Growth funds, in particular, usually carried large tech weightings with lofty prices and even loftier earnings expectations. The average large-growth fund kept far more of its assets in technology stocks than in any other sector of the market. Mid- and small-growth funds held even more of their assets in tech names. Many investors with multiple growth funds owned a lot more technology stocks than they realised.

The technology example may be overused, but that's partly because it was especially egregious. Keep in mind that at any given time there is likely to be a sector that grows to prominence among growth or value funds. It's a good idea to X-Ray your portfolio regularly to make sure that it hasn't become too skewed one way or another.

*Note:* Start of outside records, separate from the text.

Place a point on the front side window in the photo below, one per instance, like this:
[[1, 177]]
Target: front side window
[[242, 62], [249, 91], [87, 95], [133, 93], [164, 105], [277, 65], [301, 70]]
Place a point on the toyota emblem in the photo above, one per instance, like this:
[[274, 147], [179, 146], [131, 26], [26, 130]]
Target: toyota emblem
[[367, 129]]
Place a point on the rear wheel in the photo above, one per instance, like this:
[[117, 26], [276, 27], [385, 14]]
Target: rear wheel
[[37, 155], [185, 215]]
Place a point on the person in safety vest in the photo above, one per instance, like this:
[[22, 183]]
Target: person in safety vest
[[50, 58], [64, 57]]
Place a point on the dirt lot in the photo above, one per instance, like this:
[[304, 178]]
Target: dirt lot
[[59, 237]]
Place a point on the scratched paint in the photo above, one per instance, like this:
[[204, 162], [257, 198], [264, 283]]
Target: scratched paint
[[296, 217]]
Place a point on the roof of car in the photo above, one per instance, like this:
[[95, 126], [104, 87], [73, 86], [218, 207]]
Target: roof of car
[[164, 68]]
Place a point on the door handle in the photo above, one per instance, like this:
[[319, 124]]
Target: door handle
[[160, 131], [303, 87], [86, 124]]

Do you own too many large-cap funds?
Large-cap offerings make great coreholdings, but it's easy to overdose on them. After all, they often get a lot of media coverage, they're easy to buy, and they're pretty simple to understand. It's vital that investors avoid large-cap addiction—especially large-cap offerings from the same fund family. Here's why: The large-cap universe is relatively small. Generally, a fund shop's managers will draw upon a single research pool, so there's a good chance of overlap if you buy multiple large-cap funds from a single family. In fact, there is little justification for owning more than one large-blend fund. So once you have picked up a large-value and a large-growth fund—or a single large-blend fund—start looking at options elsewhere in the style box.

Do you own multiple funds run by the same manager?
Zebras don't change their stripes, and fund managers rarely change their investment styles. If you own two funds managed by Famous Manager A, chances are you own two of the same thing. That's because managers generally have ingrained investment habits that they apply to every pool of money they run. So no matter how much you love a particular manager, don't buy more than one of his or her offerings if you are serious about diversification.

Do you own multiple funds from one boutique family?
Fund families that specialise in particular regions or sectors may well be excellent at what they do, but it's unlikely that owning three of their funds gives you much more than you'd get with one.

Nevertheless, many of the big firms provide opportunities to diversify, and a handful, such as Fidelity and Vanguard, can truly claim to be one-stop shops. Moreover, many savvy fund families now offer their own fund supermarkets, which allow investors to sample funds from other shops while still remaining loyal to their favourite families. That's a win-win situation.